Pretty Guardian Sailor Moon Crystal

sailor moon crystal

Usagi Tsukino (14) ist eine völlig verschusselte Schülerin der Mittelschule (7. bis 9. Klasse), die ständig schlechte Noten nach Hause bringt. Also kein Stoff, aus dem Heldinnen gemacht sind – bis Usagi Katze Luna über den Weg läuft und der Katze ein Pflaster auf der Stirn entfernt. Der zum Vorschein kommende Neumond symbolisiert das Reich des Mondes, aus dem Luna stammt. Die sprechende Katze entdeckt bald, dass Usagi die wiedergeborene Mond-Kriegerin Sailor Moon ist. Prompt muss diese ihren ersten Fall lösen und gegen einen der Krieger des Dark Kingdom, angeführt von Königin Beryll, antreten. Mit Ach und Krach besiegt sie ihn und dessen Schergen. Seitdem tauchen immer mehr Handlager des Dark Kingdom auf. Zum Glück stehen ihr bald Sailor Kriegerinnen bei, die sie und Luna beinahe zufällig treffen: Sailor Merkur alias Ami Mizuno (das Hirn der Kriegerinnen), Sailor Mars alias Rei Hino (die übernatürliche Kräfte besitzt und Schreindienerin ist), Sailor Jupiter alias Makoto Kino (die sehr groß und mindestens genauso stark ist). Ende der siebten Folge stehen die Sailor Kriegerinnen kurz davor, die 5. Verbündete kennenzulernen: Sailor V(enus) alias Minako Aino mit ihrem Kater Artemis, der wie Luna ebenfalls vom Mond stammt. Usagi erhält außerdem immer wieder Hilfe von einem Unbekannten namens Tuxedo Mask. Im realen Leben heißt dieser Mamoru Chiba und läuft Usagi immer wieder zufällig über den Weg. Anfangs können sich die beiden nicht besonders gut leiden, aber als Usagi entdeckt, wer hinter Tuxedo Mask steckt, entwickelt sie Gefühle für ihn. Luna allerdings ist nicht begeistert, weil sie Tuxedo Mask weder als Freund noch als Feind einordnen kann. Luna leitet die Kriegerinnen an, den Silberkristall und die Mondprinzessin zu finden. Auch die Krieger des Dark Kingdom sind hinter dem Silberkristall her, der sie unglaublich mächtig machen soll. So ergeben sich immer wieder neue Konfrontationen zwischen den Gegnern.

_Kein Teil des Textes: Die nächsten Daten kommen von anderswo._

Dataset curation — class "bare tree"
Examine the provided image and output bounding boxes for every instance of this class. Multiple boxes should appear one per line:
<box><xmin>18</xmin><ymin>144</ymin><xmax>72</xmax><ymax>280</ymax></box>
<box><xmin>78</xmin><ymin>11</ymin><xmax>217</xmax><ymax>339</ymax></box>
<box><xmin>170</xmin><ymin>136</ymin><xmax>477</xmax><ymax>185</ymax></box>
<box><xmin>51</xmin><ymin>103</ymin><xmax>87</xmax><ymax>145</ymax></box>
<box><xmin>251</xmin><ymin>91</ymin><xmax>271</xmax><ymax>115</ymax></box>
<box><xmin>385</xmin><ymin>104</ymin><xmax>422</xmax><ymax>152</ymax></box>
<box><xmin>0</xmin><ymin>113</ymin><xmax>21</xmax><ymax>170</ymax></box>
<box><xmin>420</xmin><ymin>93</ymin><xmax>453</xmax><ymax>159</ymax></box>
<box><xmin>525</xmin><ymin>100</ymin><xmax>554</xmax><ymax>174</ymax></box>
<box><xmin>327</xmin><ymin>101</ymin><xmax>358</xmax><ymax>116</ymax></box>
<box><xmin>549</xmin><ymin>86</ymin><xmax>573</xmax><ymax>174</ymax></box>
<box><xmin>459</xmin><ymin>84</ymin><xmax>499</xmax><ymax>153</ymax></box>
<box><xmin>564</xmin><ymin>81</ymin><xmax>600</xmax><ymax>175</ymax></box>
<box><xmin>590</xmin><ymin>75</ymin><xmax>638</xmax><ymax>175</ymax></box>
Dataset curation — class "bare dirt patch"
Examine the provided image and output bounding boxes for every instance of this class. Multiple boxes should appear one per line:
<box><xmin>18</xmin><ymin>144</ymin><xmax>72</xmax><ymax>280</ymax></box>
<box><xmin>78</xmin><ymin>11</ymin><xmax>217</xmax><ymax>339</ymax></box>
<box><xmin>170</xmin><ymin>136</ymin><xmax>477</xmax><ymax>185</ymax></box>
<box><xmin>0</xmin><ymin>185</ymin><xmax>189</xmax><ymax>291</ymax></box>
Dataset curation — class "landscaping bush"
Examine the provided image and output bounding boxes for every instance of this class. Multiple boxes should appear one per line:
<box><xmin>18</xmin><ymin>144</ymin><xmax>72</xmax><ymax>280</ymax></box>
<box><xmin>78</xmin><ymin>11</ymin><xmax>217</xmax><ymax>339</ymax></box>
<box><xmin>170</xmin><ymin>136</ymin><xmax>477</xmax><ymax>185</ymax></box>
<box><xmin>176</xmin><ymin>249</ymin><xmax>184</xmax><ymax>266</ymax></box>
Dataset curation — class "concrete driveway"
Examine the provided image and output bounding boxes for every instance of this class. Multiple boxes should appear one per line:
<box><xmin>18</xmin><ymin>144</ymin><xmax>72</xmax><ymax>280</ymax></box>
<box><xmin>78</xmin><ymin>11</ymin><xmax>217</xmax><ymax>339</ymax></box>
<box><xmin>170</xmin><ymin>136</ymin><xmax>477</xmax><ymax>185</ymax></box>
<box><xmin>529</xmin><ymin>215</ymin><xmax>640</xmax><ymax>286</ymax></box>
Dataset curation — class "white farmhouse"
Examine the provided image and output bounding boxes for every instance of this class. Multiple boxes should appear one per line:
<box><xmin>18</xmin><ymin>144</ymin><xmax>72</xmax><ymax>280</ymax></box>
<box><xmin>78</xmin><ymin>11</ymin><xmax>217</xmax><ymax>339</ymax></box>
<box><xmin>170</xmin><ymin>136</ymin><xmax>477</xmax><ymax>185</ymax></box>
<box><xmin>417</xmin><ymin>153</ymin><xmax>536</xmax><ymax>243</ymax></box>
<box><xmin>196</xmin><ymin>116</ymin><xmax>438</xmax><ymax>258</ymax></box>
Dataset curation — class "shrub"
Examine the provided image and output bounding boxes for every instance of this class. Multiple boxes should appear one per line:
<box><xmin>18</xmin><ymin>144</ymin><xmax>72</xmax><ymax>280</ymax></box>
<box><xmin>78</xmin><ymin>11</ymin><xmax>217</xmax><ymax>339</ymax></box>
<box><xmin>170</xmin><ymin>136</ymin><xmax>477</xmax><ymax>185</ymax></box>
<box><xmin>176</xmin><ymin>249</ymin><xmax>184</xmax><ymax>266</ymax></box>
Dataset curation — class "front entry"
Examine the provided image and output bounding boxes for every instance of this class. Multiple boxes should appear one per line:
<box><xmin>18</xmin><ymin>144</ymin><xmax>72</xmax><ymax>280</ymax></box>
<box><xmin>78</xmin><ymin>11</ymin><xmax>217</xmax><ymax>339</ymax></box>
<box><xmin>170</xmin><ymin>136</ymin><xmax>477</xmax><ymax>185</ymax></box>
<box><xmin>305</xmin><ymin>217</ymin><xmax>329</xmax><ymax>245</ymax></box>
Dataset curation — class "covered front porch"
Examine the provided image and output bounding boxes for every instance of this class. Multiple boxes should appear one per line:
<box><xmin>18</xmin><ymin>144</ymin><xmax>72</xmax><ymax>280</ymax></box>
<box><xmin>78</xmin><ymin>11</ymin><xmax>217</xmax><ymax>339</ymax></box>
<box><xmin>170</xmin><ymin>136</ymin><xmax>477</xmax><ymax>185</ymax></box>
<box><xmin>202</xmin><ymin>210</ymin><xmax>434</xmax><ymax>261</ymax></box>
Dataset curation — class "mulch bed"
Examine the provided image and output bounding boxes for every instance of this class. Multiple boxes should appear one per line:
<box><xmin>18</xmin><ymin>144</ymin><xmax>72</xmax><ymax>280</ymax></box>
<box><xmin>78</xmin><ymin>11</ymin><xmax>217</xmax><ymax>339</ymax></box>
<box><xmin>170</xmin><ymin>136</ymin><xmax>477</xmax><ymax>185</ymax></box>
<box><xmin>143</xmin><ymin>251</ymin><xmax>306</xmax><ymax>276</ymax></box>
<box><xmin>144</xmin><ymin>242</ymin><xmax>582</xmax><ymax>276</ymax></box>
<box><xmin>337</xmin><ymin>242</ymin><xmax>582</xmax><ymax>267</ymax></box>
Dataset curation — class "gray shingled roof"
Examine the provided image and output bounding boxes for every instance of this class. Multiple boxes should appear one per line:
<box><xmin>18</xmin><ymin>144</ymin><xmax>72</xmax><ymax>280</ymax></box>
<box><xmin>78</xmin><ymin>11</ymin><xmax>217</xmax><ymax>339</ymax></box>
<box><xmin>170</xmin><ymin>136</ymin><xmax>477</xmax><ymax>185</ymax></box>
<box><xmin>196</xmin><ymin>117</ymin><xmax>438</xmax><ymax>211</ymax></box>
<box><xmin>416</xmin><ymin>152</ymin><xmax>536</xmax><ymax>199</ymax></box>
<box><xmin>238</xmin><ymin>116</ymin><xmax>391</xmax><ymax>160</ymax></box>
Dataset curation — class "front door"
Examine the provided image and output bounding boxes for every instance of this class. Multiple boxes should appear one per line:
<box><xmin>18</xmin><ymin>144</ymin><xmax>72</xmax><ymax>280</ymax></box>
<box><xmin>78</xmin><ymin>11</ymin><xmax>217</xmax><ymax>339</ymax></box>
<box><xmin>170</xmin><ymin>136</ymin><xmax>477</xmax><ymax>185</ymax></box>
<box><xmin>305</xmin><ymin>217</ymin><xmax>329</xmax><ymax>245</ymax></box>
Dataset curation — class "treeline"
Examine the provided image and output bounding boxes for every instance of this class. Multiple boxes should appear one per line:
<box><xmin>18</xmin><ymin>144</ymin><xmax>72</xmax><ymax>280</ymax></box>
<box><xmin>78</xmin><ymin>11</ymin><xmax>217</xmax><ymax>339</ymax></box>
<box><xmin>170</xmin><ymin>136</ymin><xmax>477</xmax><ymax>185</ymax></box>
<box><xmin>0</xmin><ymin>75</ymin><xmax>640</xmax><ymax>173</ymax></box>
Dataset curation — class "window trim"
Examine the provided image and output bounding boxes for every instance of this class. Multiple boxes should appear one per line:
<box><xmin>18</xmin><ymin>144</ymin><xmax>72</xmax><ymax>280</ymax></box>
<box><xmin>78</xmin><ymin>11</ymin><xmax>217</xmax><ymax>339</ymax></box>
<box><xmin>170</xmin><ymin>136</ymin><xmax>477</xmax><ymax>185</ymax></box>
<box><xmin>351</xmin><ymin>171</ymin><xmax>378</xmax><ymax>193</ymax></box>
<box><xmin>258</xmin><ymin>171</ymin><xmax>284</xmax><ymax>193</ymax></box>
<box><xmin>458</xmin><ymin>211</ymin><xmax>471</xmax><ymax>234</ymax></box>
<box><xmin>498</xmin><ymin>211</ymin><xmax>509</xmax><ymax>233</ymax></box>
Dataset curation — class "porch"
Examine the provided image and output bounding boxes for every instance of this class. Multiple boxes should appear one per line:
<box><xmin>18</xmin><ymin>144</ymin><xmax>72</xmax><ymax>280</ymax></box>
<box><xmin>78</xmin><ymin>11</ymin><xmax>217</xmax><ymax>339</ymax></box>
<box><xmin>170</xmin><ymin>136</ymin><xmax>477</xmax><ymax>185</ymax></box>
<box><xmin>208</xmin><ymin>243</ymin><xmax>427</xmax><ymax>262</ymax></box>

Die ersten 7 Folgen des 2014 in Japan erschienenen Remakes (Produktionsfirma Toei Animation; veröffentlicht in Deutschland von Kazé) dienen dazu, die Hauptcharaktere einzuführen: Sie werden mit ihren Stärken, Schwächen und ihrer oft wenig schönen Vergangenheit vorgestellt. Alle sind irgendwie Außenseiter und erinnern so an berühmte Querdenker: Ami wird wegen ihres überdurchschnittlich hohen IQs von 300 von ihren Mitschülern geschnitten, Rei wegen ihrer übernatürlichen Gaben und Makoto wegen ihrer Größe und Stärke. Mamoru scheint wegen seines Gedächtnisverlustes das Einzelgängertum vorzuziehen. Usagi ist zwar extrem verschusselt, schafft es aber trotzdem durch ihre fröhliche und offene Art, Freunde zu finden. Sie ist als Identifikationsfigur für Mädchen besonders geeignet, da sie alles andere als perfekt ist – selbst als Heldin mit besonderen Kräften bleibt sie trottelig. Damit nimmt sie Mädchen in der Pubertät mit all den damit einhergehenden Gefühls- und Hormonwirren den Druck, perfekt sein zu müssen, bedient aber auch deren Träume, trotzdem etwas Besonderes zu sein. Das macht wohl den Hauptreiz der Serie aus, denn „Sailor Moon“ in seinen Ausgestaltungen als Anime und Manga ist Vorreiter der Mangas und Animes in der westlichen Welt. In Deutschland gab es nach der Veröffentlichung von „Dragon Ball“ einen wahren Sailor-Moon-Boom 1999, als der Anime (in Japan 1992 veröffentlicht) im Fernsehen ausgestrahlt wurde. Einziger Wehrmutstropfen: Selbst Sailor Moon wird immer wieder von Tuxedo Mask gerettet und sinkt sogar theatralisch in dessen Arme. Das nimmt viel vom emanzipatorischen Grundgedanken, der durchaus in dieser Serie steckt. Auch die Bösewichte werden nach und nach eingeführt und die Verbindung der 4 Prinzen des Dark Kingdom zu den Sailor-Kriegerinnen in ihrem früheren Leben angedeutet.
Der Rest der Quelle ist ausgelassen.